How do I ignore redis if it is not available?
Asked Answered
A

1

6

I want my application (lets say a simple node file for now) to work as it is even if redis is not available. I'm not able to do it the correct way. This is what I've tried.

var redis = require('redis');
var redisClient = null;

var getRedisClient = function(){
    if(redisClient){
        return redisClient;
    }

    try {
        redisClient = redis.createClient({connect_timeout : 5000, max_attempts : 1});
        redisClient.on("error", function(err) {
            console.error("Error connecting to redis", err);
            redisClient = null;
        });
        return redisClient;
    } catch(ex){
        console.log("error initialising redis client " + ex);
        return null;
    }
};

try {
    var client = getRedisClient();
    console.log("done!");
} catch (ex){
    console.log("Exception");
}

However, with this code my application exits if redis is not available (it shouldn't because i've not given a process.exit() command).

How can I solve this?

Abigael answered 6/3, 2015 at 2:36 Comment(5)
I think your application exits because there's nothing more for it to do.
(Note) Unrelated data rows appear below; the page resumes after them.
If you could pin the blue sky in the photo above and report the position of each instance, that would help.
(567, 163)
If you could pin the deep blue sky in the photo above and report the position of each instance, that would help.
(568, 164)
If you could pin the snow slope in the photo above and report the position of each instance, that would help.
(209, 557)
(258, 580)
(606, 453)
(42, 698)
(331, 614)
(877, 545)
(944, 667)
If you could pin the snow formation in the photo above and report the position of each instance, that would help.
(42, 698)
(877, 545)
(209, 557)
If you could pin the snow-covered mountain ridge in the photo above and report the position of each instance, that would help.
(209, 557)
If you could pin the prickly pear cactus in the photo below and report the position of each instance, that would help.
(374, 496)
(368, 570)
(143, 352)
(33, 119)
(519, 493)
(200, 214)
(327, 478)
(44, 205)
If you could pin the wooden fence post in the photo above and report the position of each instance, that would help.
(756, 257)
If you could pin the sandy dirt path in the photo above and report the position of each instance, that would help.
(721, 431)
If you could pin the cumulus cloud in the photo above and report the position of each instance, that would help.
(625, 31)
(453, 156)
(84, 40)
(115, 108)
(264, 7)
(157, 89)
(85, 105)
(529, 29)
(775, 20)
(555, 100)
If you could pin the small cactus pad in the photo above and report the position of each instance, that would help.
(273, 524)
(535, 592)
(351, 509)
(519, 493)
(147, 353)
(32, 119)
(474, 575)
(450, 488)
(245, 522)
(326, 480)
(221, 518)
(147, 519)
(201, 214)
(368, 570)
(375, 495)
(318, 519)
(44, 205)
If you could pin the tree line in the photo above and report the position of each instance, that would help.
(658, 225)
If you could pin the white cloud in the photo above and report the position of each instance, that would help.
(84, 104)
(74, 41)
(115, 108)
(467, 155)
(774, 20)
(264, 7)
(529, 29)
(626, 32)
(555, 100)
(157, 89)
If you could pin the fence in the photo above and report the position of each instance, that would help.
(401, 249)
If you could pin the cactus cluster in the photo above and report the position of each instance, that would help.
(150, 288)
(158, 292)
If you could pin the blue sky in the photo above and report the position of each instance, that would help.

Add a server or something.Sunlit
@Farid no, if redis is on, the application doesn't exit.Abigael
When redis isn't on the application exists, because it has nothing to do. When redis is on, then there's a persistent connection to the redis server and application isn't exiting because the connection is not closed. Node will only close when there's no connections/servers/events or any other types of IO.Sunlit
so you're saying that this code is okay?Abigael
Looks fine to me, though you wouldn't know if the code is perfect or not till it's tested in production... :PSunlit
C
6

Checking for Successful Connection on Start

Using a promise, you could guarantee that at least initially, you were able to connect to redis without error within a specified time period:

const redis = require('redis');
const Promise = require('bluebird');

function getRedisClient(timeoutMs){
    return new Promise((resolve, reject) => {
        const redisClient = redis.createClient();
        const timer = setTimeout(() => reject('timeout'), timeoutMs);
        redisClient.on("ready", () => {
            clearTimeout(timer);
            resolve(redisClient);
        });
        redisClient.on("error", (err) => {
            clearTimeout(timer);
            reject(err);
        });
    });
};

const redisReadyTimeoutMs = 10000;

getRedisClient(redisReadyTimeoutMs)
    .then(redisClient => {
        // the client has connected to redis sucessfully
        return doSomethingUseful();
    }, error => {
        console.log("Unable to connect to redis", error);
    });

You Need Proper Error Handling

The redis client being non-null does NOT guarantee using it won't throw an error.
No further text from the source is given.